Striving for justice
It’s easy to see why Kabila is so wary of Monsengwo and his order. The Church fielded 30,000 observers in the 2011 elections and were the first party to cry foul play. When Kabila promised to step down at the end of his mandate in 2016, the Church acquiesced, only to step in as mediators and broker the Saint Sylvester agreement (which called for elections by December 2017) after he refused to keep up his end of the bargain. However, the failure of those elections to materialise has now shifted their position from mediators to mobilisers. Since the end of 2017, the Church has organized 149 peaceful protests, only 16 of which have been allowed to take place unchallenged. With the political opposition typically fractious in nature, the Church has provided a rare and crucial voice of unity against Kabila.

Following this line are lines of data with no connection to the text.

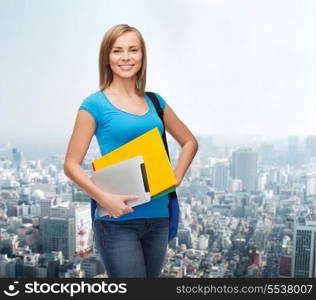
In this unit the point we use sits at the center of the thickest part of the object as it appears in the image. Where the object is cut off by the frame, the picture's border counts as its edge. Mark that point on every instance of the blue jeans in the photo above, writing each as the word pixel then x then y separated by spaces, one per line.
pixel 132 248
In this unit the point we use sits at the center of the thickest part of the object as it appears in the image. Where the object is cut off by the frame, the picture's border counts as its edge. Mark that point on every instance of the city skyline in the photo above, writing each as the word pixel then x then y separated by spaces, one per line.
pixel 232 72
pixel 240 210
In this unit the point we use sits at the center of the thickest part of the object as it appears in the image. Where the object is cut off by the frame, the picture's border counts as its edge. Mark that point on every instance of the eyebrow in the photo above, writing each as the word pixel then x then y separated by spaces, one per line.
pixel 134 46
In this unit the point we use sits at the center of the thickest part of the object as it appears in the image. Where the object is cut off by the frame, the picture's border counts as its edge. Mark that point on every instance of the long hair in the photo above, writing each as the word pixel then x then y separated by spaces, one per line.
pixel 105 72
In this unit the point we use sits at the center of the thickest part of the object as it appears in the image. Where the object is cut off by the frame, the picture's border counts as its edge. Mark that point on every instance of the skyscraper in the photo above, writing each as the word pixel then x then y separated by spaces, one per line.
pixel 59 235
pixel 293 150
pixel 303 262
pixel 67 228
pixel 244 167
pixel 220 176
pixel 310 147
pixel 17 157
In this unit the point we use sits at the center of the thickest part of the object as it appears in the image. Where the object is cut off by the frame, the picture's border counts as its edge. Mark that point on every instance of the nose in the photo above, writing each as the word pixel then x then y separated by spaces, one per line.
pixel 125 55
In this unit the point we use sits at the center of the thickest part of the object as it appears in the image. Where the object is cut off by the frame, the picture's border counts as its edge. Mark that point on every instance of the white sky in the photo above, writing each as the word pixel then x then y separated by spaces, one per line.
pixel 225 66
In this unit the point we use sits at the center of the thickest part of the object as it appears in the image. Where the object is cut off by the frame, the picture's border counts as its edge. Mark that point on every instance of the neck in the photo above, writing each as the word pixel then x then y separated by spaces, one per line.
pixel 123 86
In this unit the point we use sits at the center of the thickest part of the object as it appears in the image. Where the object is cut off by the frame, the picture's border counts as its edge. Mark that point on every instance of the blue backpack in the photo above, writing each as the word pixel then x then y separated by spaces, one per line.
pixel 173 205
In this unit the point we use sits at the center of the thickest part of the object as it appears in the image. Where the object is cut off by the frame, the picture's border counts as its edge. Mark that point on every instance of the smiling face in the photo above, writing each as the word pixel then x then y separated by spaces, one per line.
pixel 125 57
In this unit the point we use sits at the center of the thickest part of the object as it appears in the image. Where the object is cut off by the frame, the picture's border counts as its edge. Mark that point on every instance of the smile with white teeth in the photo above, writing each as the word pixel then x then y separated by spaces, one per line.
pixel 126 67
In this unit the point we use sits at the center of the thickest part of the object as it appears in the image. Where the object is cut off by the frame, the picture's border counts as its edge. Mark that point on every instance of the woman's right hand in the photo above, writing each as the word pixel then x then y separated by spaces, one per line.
pixel 115 204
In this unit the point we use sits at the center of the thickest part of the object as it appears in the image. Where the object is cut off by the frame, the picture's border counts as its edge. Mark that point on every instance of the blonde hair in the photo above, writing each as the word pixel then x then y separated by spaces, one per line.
pixel 105 72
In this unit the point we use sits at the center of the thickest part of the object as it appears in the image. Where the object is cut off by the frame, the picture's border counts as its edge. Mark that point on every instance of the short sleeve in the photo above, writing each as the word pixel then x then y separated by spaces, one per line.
pixel 162 102
pixel 90 104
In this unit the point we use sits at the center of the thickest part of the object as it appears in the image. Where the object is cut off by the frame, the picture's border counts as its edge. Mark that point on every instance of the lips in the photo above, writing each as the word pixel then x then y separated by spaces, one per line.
pixel 126 67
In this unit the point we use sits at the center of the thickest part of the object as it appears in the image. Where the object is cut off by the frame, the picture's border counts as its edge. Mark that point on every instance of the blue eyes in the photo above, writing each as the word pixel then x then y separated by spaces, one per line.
pixel 117 51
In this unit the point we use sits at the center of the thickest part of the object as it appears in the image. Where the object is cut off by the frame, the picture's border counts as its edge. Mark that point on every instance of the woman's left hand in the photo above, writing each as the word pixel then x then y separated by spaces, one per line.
pixel 178 177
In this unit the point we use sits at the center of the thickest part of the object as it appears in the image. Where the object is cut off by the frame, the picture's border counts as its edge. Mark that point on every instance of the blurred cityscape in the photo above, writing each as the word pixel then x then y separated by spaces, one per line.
pixel 248 209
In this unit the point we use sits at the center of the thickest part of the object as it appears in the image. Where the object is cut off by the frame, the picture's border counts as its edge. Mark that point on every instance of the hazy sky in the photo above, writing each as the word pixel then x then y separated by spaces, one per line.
pixel 225 66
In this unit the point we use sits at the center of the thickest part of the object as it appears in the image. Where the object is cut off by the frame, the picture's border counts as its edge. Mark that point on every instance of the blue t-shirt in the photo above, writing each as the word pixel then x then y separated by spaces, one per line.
pixel 114 128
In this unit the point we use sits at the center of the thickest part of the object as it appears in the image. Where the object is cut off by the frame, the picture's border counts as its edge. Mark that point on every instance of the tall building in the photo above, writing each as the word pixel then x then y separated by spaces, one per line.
pixel 267 153
pixel 220 176
pixel 304 254
pixel 293 150
pixel 310 147
pixel 59 235
pixel 17 158
pixel 244 167
pixel 67 228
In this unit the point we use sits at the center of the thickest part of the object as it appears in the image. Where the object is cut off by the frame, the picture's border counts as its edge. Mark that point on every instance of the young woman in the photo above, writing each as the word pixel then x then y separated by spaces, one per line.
pixel 133 241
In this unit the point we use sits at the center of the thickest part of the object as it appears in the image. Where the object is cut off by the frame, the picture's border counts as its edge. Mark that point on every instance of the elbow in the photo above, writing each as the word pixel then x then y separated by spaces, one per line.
pixel 67 168
pixel 196 145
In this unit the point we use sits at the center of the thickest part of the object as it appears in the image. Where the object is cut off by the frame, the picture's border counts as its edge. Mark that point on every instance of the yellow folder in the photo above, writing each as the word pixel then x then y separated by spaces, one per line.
pixel 158 168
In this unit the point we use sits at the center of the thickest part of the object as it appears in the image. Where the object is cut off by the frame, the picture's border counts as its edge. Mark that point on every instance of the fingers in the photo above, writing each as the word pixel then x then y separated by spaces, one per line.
pixel 129 198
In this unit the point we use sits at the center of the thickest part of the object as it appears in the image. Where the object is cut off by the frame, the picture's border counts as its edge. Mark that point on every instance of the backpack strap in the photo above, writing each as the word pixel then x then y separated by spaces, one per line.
pixel 159 110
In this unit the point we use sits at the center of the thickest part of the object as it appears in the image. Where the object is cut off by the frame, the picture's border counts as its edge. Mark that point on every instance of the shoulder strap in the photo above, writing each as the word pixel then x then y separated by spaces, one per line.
pixel 159 110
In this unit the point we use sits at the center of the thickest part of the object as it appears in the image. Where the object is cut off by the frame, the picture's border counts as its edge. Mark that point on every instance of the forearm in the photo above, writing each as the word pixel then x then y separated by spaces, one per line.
pixel 75 173
pixel 186 156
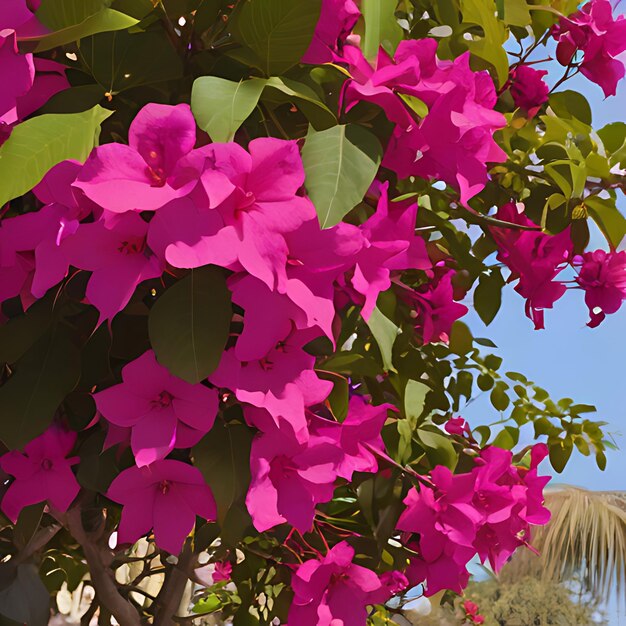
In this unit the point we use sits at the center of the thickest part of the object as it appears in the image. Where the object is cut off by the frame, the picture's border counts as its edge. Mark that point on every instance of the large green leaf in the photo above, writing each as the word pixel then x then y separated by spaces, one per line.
pixel 71 20
pixel 385 333
pixel 38 144
pixel 221 106
pixel 438 448
pixel 488 295
pixel 278 32
pixel 381 27
pixel 122 60
pixel 189 324
pixel 223 457
pixel 340 165
pixel 287 90
pixel 48 371
pixel 608 217
pixel 488 47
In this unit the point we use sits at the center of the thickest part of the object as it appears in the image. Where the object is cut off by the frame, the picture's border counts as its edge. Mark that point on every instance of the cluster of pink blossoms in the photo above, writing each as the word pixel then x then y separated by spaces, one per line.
pixel 160 204
pixel 599 37
pixel 487 512
pixel 535 260
pixel 132 211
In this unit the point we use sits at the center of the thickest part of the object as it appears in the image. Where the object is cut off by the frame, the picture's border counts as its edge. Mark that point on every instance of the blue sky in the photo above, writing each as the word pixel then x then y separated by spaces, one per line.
pixel 567 358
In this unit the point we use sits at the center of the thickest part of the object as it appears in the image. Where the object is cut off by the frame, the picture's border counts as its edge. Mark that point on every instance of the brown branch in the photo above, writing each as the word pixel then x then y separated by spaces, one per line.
pixel 99 559
pixel 171 593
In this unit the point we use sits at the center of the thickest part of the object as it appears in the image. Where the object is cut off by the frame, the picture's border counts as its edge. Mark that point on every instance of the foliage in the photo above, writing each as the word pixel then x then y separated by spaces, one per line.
pixel 237 240
pixel 532 601
pixel 584 542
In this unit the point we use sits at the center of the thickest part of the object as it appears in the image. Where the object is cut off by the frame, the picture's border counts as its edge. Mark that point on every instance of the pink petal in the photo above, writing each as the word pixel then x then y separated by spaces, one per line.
pixel 173 521
pixel 154 436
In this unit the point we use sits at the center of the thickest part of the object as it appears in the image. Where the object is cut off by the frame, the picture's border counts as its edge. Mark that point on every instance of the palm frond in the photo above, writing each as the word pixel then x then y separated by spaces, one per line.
pixel 584 541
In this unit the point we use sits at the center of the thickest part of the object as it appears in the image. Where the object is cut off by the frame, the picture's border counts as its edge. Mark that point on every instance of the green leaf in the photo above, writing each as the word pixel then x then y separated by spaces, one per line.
pixel 489 47
pixel 488 295
pixel 608 217
pixel 560 451
pixel 507 438
pixel 18 334
pixel 223 457
pixel 385 333
pixel 287 90
pixel 614 139
pixel 340 165
pixel 277 31
pixel 418 106
pixel 27 524
pixel 381 27
pixel 121 60
pixel 189 324
pixel 221 106
pixel 71 20
pixel 516 13
pixel 438 448
pixel 38 144
pixel 571 105
pixel 210 604
pixel 461 340
pixel 42 378
pixel 339 398
pixel 499 397
pixel 415 399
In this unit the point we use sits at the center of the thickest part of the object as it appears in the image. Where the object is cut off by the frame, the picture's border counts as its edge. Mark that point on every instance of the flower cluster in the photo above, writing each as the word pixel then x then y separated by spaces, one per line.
pixel 599 37
pixel 487 512
pixel 443 113
pixel 334 590
pixel 100 236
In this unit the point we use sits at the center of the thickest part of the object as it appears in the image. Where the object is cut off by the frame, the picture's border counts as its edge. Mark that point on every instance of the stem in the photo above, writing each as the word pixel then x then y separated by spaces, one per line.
pixel 99 560
pixel 171 593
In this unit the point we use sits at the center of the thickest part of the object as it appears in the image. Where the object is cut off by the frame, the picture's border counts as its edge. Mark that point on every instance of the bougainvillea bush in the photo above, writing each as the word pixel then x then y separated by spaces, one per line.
pixel 237 241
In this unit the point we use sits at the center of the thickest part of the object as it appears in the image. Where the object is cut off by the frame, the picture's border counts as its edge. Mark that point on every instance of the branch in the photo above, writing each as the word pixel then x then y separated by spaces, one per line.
pixel 171 593
pixel 99 560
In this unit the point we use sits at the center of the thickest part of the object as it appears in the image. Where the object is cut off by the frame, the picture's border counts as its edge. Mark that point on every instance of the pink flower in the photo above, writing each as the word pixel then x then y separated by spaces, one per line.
pixel 600 38
pixel 457 426
pixel 156 167
pixel 534 257
pixel 269 316
pixel 454 141
pixel 336 22
pixel 528 89
pixel 509 499
pixel 283 382
pixel 436 310
pixel 163 411
pixel 357 437
pixel 115 252
pixel 39 235
pixel 289 478
pixel 256 196
pixel 17 72
pixel 165 496
pixel 333 590
pixel 446 523
pixel 603 277
pixel 390 244
pixel 43 473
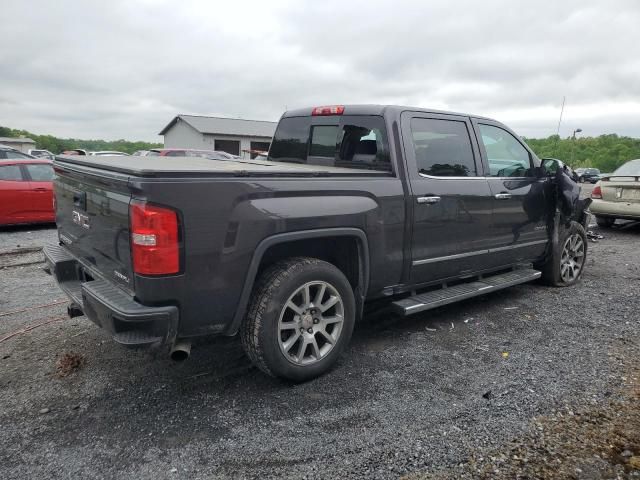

That fractiousness, however, may now be coming to an end with the rise of presidential candidate Moïse Katumbi. Championed by the Church and by dozens of opposition leaders, Katumbi announced his candidacy with the launch of a new “Together for Change” party earlier this year. Katumbi has the financial credentials and the widespread popularity to topple Kabila, prompting the latter to hinder the former’s campaign in any way he can. Kabila has levelled charges of real estate fraud and mercenary recruitment at Katumbi’s door and charged him with three years in prison, though Katumbi (and the Church) maintain his innocence. Additionally, Congolese authorities have blocked his passport application and raised his former Italian citizenship as problematic in blatant attempts to discredit his candidacy. Nonetheless, Katumbi has promised to return to the DRC by June at the latest and lead the charge against his old foe.
If elections are allowed to proceed as planned on December 23rd and Katumbi given the opportunity to stake his claim to the presidency, there is a real hope that the DRC can dig itself out of the corruption, conflict and poverty that has taken hold of the country. The support of the Church will be instrumental in giving that hope credibility.